National Children’s Dental Health Month ended in February, but the focus on children’s oral health must remain a priority throughout the year. Many of Connecticut’s children are suffering from poor oral health, and the state is falling behind in its goals to meet national and state oral health improvement plans.

Oral health concerns are even more prevalent and severe among racial and ethnic minorities and lower-income households.

Recent data presented in the Connecticut Department of Public Health’s report, Every Smile Counts: The Oral Health Connecticut’s Children, with assistance from Connecticut Oral Health Initiative, Inc., highlights many of the areas Connecticut is failing. However, it also outlines opportunities and a path for significant improvement that is achievable through a partnership of providers, caregivers, and policymakers.

One out of every three (34%) children, according to the report, are currently being affected by tooth decay, which is the most common chronic infectious disease in children, despite being almost entirely preventable. The high rate of dental decay and cavities in Connecticut’s children is likely resulting in many suffering from agonizing pain and can negatively impact long-term oral health into adulthood. Dental decay, though, does not just stop in the mouth. An infection that starts in the mouth can influence other chronic diseases and has even led to death, as it did to 12-year-old Deamonte Driver, from Maryland, who died in 2007 as a result of an untreated dental infection.

Poor oral health has been shown to decrease children’s social, nutritional, and educational development. Children with infected and painful teeth miss more school days compared to children with healthy teeth, disrupting their educational and social experiences and increasing costs for school districts. There is also a cost to children’s mental health that can lead to shyness, unhappiness, feelings of worthlessness, avoiding smiling, and reduced friendliness.

Connecticut has an opportunity to make significant improvements by implementing targeted policies for populations that disproportionately experience dental decay. It starts with a recommendation from the American Dental Association, the American Academy of Pediatric Dentistry, and the Connecticut Department of Public Health (CT DPH) for all families to establish a Dental Home within six months of the eruption of the first tooth and not later than 12 months of age. The purpose of early visits to the dentist is to conduct a caries risk assessment and provide parental education for the prevention of early childhood caries. Every family must establish this relationship with their dental provider like they currently do with a child’s pediatrician.

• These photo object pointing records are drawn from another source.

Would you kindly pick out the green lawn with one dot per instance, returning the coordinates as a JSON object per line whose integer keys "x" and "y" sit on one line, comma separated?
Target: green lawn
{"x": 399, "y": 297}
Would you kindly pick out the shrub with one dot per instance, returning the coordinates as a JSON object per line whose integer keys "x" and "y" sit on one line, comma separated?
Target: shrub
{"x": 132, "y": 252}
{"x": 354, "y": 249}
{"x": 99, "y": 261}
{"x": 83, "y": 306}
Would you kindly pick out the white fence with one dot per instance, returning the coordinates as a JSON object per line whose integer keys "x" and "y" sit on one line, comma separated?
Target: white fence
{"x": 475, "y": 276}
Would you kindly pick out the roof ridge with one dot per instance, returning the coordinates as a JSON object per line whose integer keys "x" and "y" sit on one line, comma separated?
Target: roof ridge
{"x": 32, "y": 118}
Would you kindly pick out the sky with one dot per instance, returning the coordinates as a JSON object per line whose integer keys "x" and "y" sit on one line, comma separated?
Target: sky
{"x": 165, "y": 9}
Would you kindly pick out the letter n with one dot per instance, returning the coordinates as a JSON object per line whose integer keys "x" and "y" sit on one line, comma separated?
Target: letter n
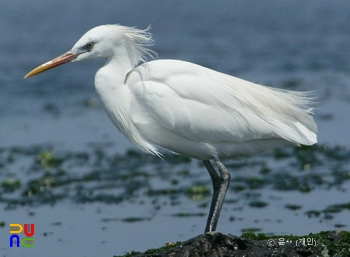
{"x": 11, "y": 240}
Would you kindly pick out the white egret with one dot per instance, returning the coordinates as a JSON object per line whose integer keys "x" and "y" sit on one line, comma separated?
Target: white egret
{"x": 186, "y": 108}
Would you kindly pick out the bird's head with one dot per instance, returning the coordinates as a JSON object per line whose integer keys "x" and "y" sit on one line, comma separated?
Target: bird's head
{"x": 106, "y": 41}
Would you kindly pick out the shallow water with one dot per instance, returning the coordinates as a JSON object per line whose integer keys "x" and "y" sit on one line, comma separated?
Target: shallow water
{"x": 64, "y": 167}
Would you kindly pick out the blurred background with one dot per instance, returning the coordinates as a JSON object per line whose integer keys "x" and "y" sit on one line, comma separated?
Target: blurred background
{"x": 66, "y": 168}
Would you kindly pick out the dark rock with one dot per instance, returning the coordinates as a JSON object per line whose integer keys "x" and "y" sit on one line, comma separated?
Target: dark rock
{"x": 216, "y": 244}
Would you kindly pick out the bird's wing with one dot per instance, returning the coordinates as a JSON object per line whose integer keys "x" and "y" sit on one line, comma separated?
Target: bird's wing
{"x": 200, "y": 104}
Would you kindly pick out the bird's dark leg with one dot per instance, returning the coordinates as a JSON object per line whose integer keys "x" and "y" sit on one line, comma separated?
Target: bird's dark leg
{"x": 220, "y": 186}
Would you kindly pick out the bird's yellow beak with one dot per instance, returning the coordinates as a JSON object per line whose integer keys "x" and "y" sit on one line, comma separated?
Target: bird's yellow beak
{"x": 62, "y": 59}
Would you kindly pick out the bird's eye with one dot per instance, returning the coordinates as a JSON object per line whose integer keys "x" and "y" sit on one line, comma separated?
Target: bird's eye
{"x": 90, "y": 45}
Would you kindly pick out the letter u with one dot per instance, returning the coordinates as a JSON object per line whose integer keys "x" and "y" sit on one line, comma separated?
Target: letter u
{"x": 11, "y": 240}
{"x": 32, "y": 230}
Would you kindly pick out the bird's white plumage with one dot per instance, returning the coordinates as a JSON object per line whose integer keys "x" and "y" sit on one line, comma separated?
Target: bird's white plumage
{"x": 187, "y": 108}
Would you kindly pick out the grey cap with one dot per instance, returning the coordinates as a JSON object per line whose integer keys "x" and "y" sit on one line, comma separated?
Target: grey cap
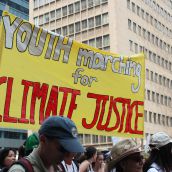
{"x": 64, "y": 130}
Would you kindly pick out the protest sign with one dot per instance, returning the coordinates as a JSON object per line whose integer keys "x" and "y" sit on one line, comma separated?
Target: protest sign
{"x": 44, "y": 74}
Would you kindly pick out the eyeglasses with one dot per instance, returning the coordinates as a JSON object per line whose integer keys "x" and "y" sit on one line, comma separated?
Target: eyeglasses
{"x": 137, "y": 158}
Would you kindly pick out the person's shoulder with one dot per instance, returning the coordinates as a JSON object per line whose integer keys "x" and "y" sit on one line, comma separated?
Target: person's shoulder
{"x": 152, "y": 170}
{"x": 16, "y": 168}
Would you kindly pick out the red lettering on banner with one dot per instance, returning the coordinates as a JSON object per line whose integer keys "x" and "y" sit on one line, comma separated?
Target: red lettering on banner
{"x": 7, "y": 117}
{"x": 65, "y": 95}
{"x": 73, "y": 105}
{"x": 26, "y": 84}
{"x": 2, "y": 81}
{"x": 124, "y": 118}
{"x": 52, "y": 102}
{"x": 99, "y": 99}
{"x": 39, "y": 92}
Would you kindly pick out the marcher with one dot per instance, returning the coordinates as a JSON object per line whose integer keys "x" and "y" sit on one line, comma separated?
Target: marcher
{"x": 7, "y": 158}
{"x": 160, "y": 159}
{"x": 68, "y": 164}
{"x": 57, "y": 135}
{"x": 126, "y": 157}
{"x": 31, "y": 142}
{"x": 90, "y": 157}
{"x": 99, "y": 165}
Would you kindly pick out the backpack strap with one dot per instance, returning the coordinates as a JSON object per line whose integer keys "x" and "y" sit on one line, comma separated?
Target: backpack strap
{"x": 25, "y": 163}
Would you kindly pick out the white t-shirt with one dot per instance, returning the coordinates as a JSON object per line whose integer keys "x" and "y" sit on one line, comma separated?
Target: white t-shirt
{"x": 155, "y": 168}
{"x": 70, "y": 168}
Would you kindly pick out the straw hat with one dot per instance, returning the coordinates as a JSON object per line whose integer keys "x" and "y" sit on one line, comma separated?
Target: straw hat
{"x": 159, "y": 139}
{"x": 123, "y": 149}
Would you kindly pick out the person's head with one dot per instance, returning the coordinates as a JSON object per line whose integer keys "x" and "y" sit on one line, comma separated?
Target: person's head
{"x": 57, "y": 136}
{"x": 160, "y": 151}
{"x": 7, "y": 157}
{"x": 91, "y": 153}
{"x": 31, "y": 142}
{"x": 68, "y": 157}
{"x": 126, "y": 157}
{"x": 99, "y": 159}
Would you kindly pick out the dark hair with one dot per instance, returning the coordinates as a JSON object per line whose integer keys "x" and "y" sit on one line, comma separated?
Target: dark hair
{"x": 3, "y": 154}
{"x": 90, "y": 152}
{"x": 161, "y": 156}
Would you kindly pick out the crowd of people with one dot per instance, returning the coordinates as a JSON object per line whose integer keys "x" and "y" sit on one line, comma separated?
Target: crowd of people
{"x": 56, "y": 148}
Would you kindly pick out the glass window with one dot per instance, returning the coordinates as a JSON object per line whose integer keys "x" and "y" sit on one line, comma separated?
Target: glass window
{"x": 133, "y": 7}
{"x": 105, "y": 18}
{"x": 128, "y": 4}
{"x": 129, "y": 24}
{"x": 83, "y": 4}
{"x": 41, "y": 20}
{"x": 102, "y": 139}
{"x": 64, "y": 11}
{"x": 131, "y": 45}
{"x": 98, "y": 20}
{"x": 35, "y": 3}
{"x": 154, "y": 117}
{"x": 99, "y": 42}
{"x": 58, "y": 31}
{"x": 136, "y": 47}
{"x": 77, "y": 27}
{"x": 41, "y": 2}
{"x": 91, "y": 22}
{"x": 58, "y": 13}
{"x": 148, "y": 94}
{"x": 145, "y": 115}
{"x": 104, "y": 1}
{"x": 97, "y": 2}
{"x": 87, "y": 138}
{"x": 36, "y": 21}
{"x": 64, "y": 29}
{"x": 106, "y": 41}
{"x": 71, "y": 28}
{"x": 150, "y": 117}
{"x": 138, "y": 10}
{"x": 81, "y": 138}
{"x": 159, "y": 118}
{"x": 52, "y": 15}
{"x": 157, "y": 98}
{"x": 77, "y": 7}
{"x": 70, "y": 9}
{"x": 84, "y": 24}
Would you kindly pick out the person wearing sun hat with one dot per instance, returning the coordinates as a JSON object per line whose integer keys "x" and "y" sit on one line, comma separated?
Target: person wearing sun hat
{"x": 57, "y": 135}
{"x": 160, "y": 159}
{"x": 126, "y": 157}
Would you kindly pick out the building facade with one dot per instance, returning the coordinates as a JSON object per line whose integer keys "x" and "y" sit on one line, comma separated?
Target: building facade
{"x": 121, "y": 26}
{"x": 19, "y": 8}
{"x": 11, "y": 137}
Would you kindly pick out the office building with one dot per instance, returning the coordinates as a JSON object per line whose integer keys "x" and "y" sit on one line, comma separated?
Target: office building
{"x": 11, "y": 137}
{"x": 125, "y": 27}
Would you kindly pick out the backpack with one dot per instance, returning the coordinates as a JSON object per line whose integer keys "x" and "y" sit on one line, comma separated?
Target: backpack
{"x": 25, "y": 163}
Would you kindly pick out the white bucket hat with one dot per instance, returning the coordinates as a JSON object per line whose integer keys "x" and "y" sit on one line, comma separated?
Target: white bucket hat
{"x": 160, "y": 139}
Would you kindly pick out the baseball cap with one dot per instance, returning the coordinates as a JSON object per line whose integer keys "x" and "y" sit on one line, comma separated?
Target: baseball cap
{"x": 160, "y": 139}
{"x": 64, "y": 130}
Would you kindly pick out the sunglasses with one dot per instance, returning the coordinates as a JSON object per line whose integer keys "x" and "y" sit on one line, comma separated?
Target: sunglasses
{"x": 137, "y": 158}
{"x": 62, "y": 149}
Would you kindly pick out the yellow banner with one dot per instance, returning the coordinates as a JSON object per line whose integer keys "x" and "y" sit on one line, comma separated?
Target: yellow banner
{"x": 44, "y": 74}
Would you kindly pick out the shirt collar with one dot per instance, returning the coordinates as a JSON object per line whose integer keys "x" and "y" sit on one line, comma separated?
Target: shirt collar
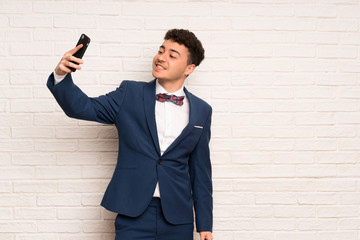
{"x": 160, "y": 89}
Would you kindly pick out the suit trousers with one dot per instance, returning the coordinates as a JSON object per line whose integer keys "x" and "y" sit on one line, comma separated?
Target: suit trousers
{"x": 151, "y": 225}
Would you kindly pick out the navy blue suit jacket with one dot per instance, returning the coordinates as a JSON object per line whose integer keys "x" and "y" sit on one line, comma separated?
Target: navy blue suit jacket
{"x": 183, "y": 170}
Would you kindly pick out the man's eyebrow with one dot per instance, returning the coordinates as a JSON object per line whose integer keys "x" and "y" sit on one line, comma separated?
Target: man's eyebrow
{"x": 172, "y": 50}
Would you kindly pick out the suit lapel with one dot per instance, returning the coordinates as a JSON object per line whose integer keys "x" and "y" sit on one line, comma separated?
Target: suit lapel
{"x": 149, "y": 104}
{"x": 189, "y": 126}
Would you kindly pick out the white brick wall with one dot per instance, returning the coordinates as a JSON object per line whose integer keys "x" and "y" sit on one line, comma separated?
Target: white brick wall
{"x": 282, "y": 77}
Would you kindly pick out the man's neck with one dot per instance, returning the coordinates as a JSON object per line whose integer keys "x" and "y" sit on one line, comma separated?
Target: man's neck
{"x": 171, "y": 86}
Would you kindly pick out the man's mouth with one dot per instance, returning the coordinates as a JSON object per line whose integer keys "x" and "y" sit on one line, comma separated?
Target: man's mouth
{"x": 160, "y": 66}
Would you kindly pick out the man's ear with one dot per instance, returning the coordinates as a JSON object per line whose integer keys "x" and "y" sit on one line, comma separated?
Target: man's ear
{"x": 189, "y": 69}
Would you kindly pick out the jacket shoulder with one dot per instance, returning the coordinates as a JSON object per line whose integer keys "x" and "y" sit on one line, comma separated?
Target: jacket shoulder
{"x": 200, "y": 101}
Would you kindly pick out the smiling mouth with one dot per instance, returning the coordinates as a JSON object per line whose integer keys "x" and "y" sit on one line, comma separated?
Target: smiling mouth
{"x": 160, "y": 66}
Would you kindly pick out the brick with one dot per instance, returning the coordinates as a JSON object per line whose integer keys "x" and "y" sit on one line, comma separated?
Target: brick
{"x": 311, "y": 65}
{"x": 79, "y": 186}
{"x": 75, "y": 213}
{"x": 349, "y": 92}
{"x": 294, "y": 211}
{"x": 59, "y": 226}
{"x": 323, "y": 11}
{"x": 314, "y": 119}
{"x": 349, "y": 144}
{"x": 336, "y": 52}
{"x": 107, "y": 22}
{"x": 339, "y": 212}
{"x": 294, "y": 106}
{"x": 27, "y": 21}
{"x": 211, "y": 24}
{"x": 320, "y": 144}
{"x": 317, "y": 37}
{"x": 75, "y": 21}
{"x": 52, "y": 119}
{"x": 98, "y": 226}
{"x": 35, "y": 213}
{"x": 164, "y": 24}
{"x": 58, "y": 172}
{"x": 231, "y": 198}
{"x": 4, "y": 21}
{"x": 91, "y": 199}
{"x": 5, "y": 214}
{"x": 317, "y": 225}
{"x": 98, "y": 145}
{"x": 336, "y": 131}
{"x": 260, "y": 132}
{"x": 319, "y": 171}
{"x": 69, "y": 159}
{"x": 300, "y": 24}
{"x": 33, "y": 132}
{"x": 16, "y": 145}
{"x": 59, "y": 200}
{"x": 337, "y": 158}
{"x": 120, "y": 50}
{"x": 27, "y": 186}
{"x": 56, "y": 145}
{"x": 52, "y": 7}
{"x": 296, "y": 235}
{"x": 338, "y": 235}
{"x": 15, "y": 7}
{"x": 108, "y": 132}
{"x": 293, "y": 132}
{"x": 97, "y": 172}
{"x": 331, "y": 25}
{"x": 333, "y": 185}
{"x": 17, "y": 227}
{"x": 77, "y": 132}
{"x": 5, "y": 187}
{"x": 4, "y": 132}
{"x": 294, "y": 157}
{"x": 168, "y": 9}
{"x": 16, "y": 63}
{"x": 275, "y": 224}
{"x": 234, "y": 223}
{"x": 276, "y": 198}
{"x": 26, "y": 106}
{"x": 251, "y": 24}
{"x": 93, "y": 8}
{"x": 295, "y": 51}
{"x": 349, "y": 38}
{"x": 318, "y": 198}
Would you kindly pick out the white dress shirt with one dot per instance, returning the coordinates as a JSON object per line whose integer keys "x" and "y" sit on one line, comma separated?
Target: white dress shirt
{"x": 170, "y": 118}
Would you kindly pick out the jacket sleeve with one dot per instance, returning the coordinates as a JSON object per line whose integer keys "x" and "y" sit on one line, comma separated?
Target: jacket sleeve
{"x": 76, "y": 104}
{"x": 201, "y": 182}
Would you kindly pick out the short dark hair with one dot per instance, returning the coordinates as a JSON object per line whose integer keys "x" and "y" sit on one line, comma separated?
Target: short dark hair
{"x": 190, "y": 41}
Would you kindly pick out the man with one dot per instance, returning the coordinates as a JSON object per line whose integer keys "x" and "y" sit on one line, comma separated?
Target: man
{"x": 163, "y": 169}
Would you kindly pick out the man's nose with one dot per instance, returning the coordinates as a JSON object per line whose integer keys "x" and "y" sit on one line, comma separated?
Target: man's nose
{"x": 161, "y": 58}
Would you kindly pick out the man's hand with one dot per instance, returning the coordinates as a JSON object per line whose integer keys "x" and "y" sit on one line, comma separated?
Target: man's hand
{"x": 206, "y": 236}
{"x": 62, "y": 67}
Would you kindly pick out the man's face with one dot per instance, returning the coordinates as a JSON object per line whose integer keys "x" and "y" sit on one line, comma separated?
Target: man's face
{"x": 170, "y": 63}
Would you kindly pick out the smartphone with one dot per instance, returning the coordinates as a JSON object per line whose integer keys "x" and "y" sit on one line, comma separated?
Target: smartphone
{"x": 84, "y": 40}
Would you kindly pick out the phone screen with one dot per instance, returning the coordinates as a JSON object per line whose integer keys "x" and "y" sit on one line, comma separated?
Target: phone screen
{"x": 85, "y": 41}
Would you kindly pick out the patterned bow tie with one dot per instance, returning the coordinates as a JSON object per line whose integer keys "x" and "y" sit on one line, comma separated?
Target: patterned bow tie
{"x": 163, "y": 97}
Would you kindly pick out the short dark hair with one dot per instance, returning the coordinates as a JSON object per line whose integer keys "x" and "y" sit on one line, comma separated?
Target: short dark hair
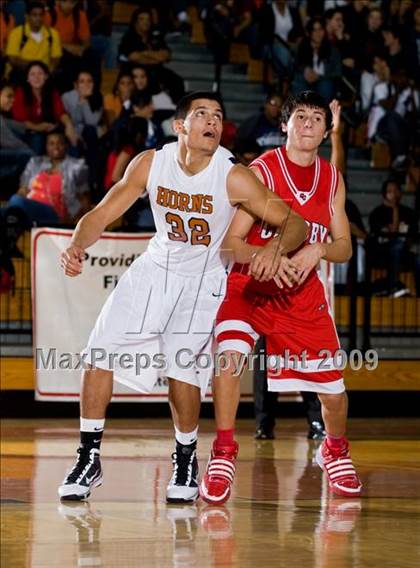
{"x": 184, "y": 104}
{"x": 141, "y": 98}
{"x": 310, "y": 99}
{"x": 35, "y": 6}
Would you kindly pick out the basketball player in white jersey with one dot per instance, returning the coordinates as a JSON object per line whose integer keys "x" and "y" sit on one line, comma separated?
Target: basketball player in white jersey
{"x": 166, "y": 302}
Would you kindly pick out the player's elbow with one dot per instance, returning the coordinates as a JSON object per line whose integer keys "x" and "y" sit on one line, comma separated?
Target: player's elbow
{"x": 300, "y": 229}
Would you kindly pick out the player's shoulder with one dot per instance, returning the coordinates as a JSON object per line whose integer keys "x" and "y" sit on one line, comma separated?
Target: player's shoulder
{"x": 224, "y": 155}
{"x": 265, "y": 158}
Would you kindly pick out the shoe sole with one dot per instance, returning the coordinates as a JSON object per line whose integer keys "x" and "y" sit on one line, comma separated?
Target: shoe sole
{"x": 336, "y": 490}
{"x": 75, "y": 497}
{"x": 213, "y": 501}
{"x": 179, "y": 500}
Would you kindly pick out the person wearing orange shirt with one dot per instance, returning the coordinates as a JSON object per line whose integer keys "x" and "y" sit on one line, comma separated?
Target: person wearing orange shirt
{"x": 72, "y": 24}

Furthermore, Connecticut must develop a better and more aggressive dental sealant program. Sealants are plastic coatings placed on top of teeth to help prevent dental decay. They are relativity relatively easy to apply, inexpensive, and usually covered by insurance. The report showed that only 28% of third-grade children have sealants which has declined over the last ten years, while race-based and ethnicity-based disparities have increased.

Other public health strategies should be pursued to include increasing oral health literacy and guidance for parents and caregivers to ensure proper oral hygiene starts right at home, further integrating oral health with medical health to establish a two-way partnership verse the current siloed system, and promoting the consumption of fluoride water over sugary drinks. Connecticut policymakers should consider increasing the capacity and funding of community health centers, improving access to HUSKY and private insurance programs, and providing additional resources to expand school-based dental health services.

The next Every Smile Counts report will be conducted in five years. If Connecticut does not start implementing the many proven methods for improving children’s oral health at a faster rate, the numbers will not only look worse, but a generation of children will continue to suffer physically, emotionally, and socially because of a disease that could have been prevented.

Let’s ensure every child in Connecticut has a smile they can count on.

T.J. Clarke II is the Executive Director of Connecticut Oral Health Initiative, Inc.